I'd like to put in a word for version 1. I preferred it, because it doesn't have the drone to ground the melodic part. There's already a rhythmic propulsion to the piece that grounds the melodic part. 

One of the things about electroacoustic music generally is that you don't have to be tied to tradition logics of melody, harmony, and rhythm. You can tie yourself to them if you want, certainly, but you don't have to. Indeed, as instrumental composers have discovered, you don't have to be tied to them in instrumental music, either. There will still be listeners who clamor for those familiar patterns, even in pieces like this, but that's another matter entirely. I'd like to just give a little clamor myself for unfamiliarity!


----------



## Kopachris

I don't have anything to add to what the others have said, since I have so little experience with electronic art music. There were times during the piece when I was reminded of something from _Ummagumma_ (perhaps "Several Species of Small, Furry Animals Gathered Together in a Cave and Grooving With a Pict"), though.


----------



## Iforgotmypassword

Man, you're stealing my idea! I've just started working with electronically manipulated acoustic sounds myself. I even posted an example of it on this same forum. Let me guess... the sound in the beginning is the sound of water slowed down drastically right? It's gotta be man because I produced that exact same sound in that manner. Pretty cool that we had the same kinda idea. 

I definitely like it... but of course that's because I'm doing the same kind of thing myself haha.

I however hear no difference between those two versions that you put up? Maybe I skimmed through the part that had the drone in it?


----------



## violadude

Iforgotmypassword said:


> Man, you're stealing my idea! I've just started working with electronically manipulated acoustic sounds myself. I even posted an example of it on this same forum. Let me guess... the sound in the beginning is the sound of water slowed down drastically right? It's gotta be man because I produced that exact same sound in that manner. Pretty cool that we had the same kinda idea.
> 
> I definitely like it... but of course that's because I'm doing the same kind of thing myself haha.
> 
> I however hear no difference between those two versions that you put up? Maybe I skimmed through the part that had the drone in it?


Yup! Thats what it was  good ear man!

The second version has a drone throughout the entire thing. Listen closely to the bass again.


----------



## Iforgotmypassword

Ok, I listened again and I heard it. I was just expecting a more overpowering drone. I'd say that the drone is fine, but I think that it depends on what you're going for.
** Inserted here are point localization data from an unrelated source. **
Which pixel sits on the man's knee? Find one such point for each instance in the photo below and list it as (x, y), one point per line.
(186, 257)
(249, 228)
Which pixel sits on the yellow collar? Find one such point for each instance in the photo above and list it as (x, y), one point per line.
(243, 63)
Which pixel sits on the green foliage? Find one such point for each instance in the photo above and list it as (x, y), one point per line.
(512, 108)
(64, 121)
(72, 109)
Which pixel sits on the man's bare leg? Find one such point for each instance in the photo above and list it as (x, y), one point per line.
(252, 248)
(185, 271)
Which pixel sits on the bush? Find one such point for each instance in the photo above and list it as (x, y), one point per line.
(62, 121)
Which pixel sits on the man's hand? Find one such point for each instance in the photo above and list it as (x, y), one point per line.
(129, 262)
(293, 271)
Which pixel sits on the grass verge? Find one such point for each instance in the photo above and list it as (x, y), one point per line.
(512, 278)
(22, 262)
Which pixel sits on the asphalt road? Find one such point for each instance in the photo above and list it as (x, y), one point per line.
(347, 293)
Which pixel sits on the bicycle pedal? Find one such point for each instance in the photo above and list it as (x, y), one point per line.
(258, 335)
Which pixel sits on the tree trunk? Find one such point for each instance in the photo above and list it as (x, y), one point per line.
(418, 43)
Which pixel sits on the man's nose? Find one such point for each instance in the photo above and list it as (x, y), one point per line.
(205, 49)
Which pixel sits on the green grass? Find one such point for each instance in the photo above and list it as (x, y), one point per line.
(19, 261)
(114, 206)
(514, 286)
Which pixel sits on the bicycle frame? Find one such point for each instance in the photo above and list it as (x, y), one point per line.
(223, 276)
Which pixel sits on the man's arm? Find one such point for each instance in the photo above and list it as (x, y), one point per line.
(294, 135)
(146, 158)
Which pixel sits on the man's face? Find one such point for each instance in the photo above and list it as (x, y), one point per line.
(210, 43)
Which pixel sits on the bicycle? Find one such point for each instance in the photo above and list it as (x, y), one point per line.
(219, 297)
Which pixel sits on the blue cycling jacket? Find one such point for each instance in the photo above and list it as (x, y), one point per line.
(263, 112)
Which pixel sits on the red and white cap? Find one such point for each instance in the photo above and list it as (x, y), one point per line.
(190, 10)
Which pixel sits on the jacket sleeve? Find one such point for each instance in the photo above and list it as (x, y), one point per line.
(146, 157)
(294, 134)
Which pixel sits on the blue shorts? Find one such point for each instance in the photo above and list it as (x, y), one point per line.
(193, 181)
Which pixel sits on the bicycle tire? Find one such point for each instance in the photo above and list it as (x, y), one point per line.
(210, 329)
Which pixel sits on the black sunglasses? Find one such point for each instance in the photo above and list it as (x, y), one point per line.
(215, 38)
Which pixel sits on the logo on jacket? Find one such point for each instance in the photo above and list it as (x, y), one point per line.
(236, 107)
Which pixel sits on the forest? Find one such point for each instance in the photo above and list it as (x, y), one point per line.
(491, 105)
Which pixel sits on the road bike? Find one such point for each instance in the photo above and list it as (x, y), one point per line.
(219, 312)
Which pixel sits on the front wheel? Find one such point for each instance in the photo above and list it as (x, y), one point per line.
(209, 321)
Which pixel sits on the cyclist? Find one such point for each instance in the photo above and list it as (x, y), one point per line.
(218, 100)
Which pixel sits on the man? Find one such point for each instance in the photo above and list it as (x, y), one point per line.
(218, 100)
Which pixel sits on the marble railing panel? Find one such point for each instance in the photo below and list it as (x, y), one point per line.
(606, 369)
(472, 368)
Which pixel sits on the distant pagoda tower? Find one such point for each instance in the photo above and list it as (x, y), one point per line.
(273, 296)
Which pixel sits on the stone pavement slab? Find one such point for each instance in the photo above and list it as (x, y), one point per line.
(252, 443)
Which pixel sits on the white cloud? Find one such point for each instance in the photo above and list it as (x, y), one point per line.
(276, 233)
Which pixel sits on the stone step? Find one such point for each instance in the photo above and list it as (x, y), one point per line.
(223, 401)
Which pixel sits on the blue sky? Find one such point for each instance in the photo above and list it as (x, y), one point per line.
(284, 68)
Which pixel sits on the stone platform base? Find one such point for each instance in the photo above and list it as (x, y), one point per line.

Personally I would implement the drone in certain parts, varying the dynamics of it sometimes overpowering other parts a little and sometimes inaudable depending on what aspects you want to draw attention to in that particular moment.


----------



## violadude

Iforgotmypassword said:


> Ok, I listened again and I heard it. I was just expecting a more overpowering drone. I'd say that the drone is fine, but I think that it depends on what you're going for. Personally I would implement the drone in certain parts, varying the dynamics of it sometimes overpowering other parts a little and sometimes inaudable depending on what aspects you want to draw attention to in that particular moment.


I did that....sort of haha. The drone is me humming, so it got quieter whenever I was running out of breath lol


----------



## Iforgotmypassword

Aha. I see. I thought I heard two seperate drones, that makes sense now though.


----------



## Delicious Manager

I liked it a great deal. I wonder if you are familiar with the electronic compositions of the Turkish composer İlhan Mimaroğlu? Your work brought him to mind on several occasions.

Agony: 




Prelude No 9 for magnetic tape: 




Which version? I found both fascinating (and well constructed). Perhaps, on balance, I preferred the drone version too.


----------



## Iforgotmypassword

^ Man that is some cool stuff. I might even like it better than Stockhausen's electronic work.


----------



## Sid James

Thanks for sharing your music, *violadude*. I've only had time to listen to the second "drone" version & I liked it quite a bit. It's actually quite chill-out kind of vibe, but you still build up tension bit by bit, layer over layer. So it can work in different ways I guess. I look forward to hearing the first version soon & then I'll let you know which I prefer...


----------



## mleghorn

I liked it. You have some very interesting sounds in this piece. If I could give some constructive feedback, I suggest mixing things up. For example, take advantage of pan (left vs. right) and front to back positioning (via reverb adjustments) as another factor. You could also try some different rhythms (I mostly hear a 4/4 pattern). I liked the electronically altered vocal humming, and I thought I heard a piano sound that was very interesting. These interesting sounds could be a starting point for some more adventurous experimentation.


----------



## violadude

Thanks mleghorn. I would definitely be more adventurous in later compositions that are similar to this. I am still getting used to the devices used to make this music, so my sound palette is still a bit limited until I learn all the technicalities of this thing.


----------